American singer-songwriter

Maria D'Luz (born Dulce María González Aldaz; August 5, 1986) is a Mexican-American singer and songwriter.

==Career==
She was raised in Brownsville, Texas, where she began playing piano before her fourth birthday. She performed with her sisters in a children's educational, bilingual, and musical TV show, "Cantos y Cuentos Con Ani", which ranked number one in its Saturday morning time slot.

Later, she continued classical piano studies that evolved into jazz, vocal performance, and flamenco dancing. At age 9 she participated in "Juguemos A Cantar" (a National Singing Contest in Mexico by Televisa) in the program "Siempre En Domingo" with Raul Velasco, representing the states of Tamaulipas and San Luis Potosí in Mexico. At age 14, she performed with her band "Dulce y Sol Latino" at The Millennium Stage at John F. Kennedy Center for the Performing Arts in Washington, D.C., for being the winner of "Hollywood 2000" Texas Talent Showcase BSPA in Brownsville, TX., chosen by judges: Sam Riddle "Star Search", Helen Hernandez "The Imagen Foundation" and Yvonne Vega from Paramount Pictures.

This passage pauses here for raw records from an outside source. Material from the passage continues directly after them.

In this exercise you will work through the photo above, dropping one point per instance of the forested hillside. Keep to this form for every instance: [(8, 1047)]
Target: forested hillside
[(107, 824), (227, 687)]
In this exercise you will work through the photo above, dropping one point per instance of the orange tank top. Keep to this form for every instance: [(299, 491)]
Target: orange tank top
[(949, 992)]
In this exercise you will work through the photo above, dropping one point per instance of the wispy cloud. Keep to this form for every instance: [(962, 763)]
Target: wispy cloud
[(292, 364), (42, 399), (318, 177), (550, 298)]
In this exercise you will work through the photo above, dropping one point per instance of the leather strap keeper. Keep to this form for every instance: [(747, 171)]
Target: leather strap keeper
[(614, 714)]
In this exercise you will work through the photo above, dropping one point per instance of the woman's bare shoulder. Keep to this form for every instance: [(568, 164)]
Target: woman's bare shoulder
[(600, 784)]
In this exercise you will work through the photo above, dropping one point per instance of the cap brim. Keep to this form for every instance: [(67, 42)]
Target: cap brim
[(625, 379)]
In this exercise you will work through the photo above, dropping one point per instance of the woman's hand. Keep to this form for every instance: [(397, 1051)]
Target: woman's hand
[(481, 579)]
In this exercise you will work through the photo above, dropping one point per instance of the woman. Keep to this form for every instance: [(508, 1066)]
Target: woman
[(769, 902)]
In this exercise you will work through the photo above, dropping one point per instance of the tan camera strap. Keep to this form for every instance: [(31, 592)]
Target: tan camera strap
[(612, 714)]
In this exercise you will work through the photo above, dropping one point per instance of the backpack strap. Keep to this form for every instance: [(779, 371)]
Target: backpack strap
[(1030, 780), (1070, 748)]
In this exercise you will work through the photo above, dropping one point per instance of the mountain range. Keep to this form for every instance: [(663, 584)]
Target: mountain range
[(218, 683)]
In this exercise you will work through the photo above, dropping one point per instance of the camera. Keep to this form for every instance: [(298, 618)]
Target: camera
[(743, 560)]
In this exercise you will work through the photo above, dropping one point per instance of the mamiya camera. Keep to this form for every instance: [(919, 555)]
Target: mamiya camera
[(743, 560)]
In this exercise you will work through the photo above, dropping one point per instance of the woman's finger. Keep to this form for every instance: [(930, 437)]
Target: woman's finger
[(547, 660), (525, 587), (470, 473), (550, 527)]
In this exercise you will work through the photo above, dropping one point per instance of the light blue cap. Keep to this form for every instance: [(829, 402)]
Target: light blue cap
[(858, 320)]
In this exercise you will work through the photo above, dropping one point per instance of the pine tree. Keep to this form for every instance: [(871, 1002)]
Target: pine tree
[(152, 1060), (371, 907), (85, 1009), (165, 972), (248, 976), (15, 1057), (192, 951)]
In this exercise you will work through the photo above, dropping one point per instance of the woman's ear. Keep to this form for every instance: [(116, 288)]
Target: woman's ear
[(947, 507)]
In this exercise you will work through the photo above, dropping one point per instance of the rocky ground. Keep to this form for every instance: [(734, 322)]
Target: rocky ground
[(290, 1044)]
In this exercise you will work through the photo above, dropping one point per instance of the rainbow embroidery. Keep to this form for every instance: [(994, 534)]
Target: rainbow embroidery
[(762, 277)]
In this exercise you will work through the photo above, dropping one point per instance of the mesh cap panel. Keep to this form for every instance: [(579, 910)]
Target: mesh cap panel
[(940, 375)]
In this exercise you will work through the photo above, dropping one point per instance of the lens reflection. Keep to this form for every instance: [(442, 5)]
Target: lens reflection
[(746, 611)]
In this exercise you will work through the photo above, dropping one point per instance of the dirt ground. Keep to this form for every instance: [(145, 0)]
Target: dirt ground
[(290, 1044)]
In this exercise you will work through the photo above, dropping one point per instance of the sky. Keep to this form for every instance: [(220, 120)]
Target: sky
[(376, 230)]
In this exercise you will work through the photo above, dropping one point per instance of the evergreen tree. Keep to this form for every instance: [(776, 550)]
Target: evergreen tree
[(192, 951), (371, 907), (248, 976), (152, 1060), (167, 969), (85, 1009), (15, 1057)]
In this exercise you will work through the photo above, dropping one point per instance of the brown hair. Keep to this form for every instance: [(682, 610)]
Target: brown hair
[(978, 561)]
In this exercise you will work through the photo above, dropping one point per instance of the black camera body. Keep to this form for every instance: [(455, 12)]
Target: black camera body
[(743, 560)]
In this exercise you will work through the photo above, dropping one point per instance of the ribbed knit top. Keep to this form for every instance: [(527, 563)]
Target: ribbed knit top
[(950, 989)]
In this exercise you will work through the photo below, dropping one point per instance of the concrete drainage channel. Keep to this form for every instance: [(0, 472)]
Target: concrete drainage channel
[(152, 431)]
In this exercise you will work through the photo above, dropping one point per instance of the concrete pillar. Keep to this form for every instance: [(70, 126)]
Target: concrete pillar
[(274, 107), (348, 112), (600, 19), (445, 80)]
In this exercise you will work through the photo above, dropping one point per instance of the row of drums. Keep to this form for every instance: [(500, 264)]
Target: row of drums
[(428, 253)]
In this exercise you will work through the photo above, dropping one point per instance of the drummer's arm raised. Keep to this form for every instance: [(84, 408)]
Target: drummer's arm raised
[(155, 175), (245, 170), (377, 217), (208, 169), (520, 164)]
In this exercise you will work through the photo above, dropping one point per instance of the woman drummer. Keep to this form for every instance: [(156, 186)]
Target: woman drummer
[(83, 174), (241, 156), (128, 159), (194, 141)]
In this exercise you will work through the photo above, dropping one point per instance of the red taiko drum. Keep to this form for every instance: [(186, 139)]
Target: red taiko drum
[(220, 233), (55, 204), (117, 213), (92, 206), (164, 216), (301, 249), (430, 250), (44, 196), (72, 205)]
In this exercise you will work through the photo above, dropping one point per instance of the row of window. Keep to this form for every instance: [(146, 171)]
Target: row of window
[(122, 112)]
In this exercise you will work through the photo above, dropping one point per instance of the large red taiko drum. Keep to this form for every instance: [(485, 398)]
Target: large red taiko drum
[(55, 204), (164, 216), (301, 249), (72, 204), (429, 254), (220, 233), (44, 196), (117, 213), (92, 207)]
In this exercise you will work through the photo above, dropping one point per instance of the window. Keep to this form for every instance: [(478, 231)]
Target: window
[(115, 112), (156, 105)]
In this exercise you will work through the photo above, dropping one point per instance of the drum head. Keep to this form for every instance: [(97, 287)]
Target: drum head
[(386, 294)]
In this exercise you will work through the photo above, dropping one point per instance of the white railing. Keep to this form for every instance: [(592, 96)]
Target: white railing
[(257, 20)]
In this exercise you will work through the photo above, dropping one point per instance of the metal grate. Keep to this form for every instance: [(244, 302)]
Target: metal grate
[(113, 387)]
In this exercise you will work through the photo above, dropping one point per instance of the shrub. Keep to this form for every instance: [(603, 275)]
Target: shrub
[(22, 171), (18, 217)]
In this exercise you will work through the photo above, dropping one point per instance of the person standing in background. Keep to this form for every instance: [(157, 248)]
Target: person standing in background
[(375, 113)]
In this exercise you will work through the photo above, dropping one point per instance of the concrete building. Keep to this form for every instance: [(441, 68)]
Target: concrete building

At the age of 15, D'Luz wrote her first song titled "What Is Wrong With The World" which later became part of her first album, "Just Notes", an 11 track CD, all written and composed by D'Luz herself, and was released on August 4, 2007. As a songwriter, she has written "Falsa Felicidad", recorded by Jimmy Gonzalez y el Grupo Mazz, in the album: La Leyenda Continua, Billboard Charts - Latin Album #37, receiving a Latin Grammy for Best Tejano Album in 2008. Shortly after, she releases the Hillary Clinton campaign song "We Need A Woman" and accepts an interview by Soledad O'Brien from CNN.

In 2008, Objetivo Fama Univision Online announced D'Luz the winner of a 2009 Pontiac Vibe for obtaining the highest number of online votes for her arrangement and video version of "Hasta Que Me Olvides".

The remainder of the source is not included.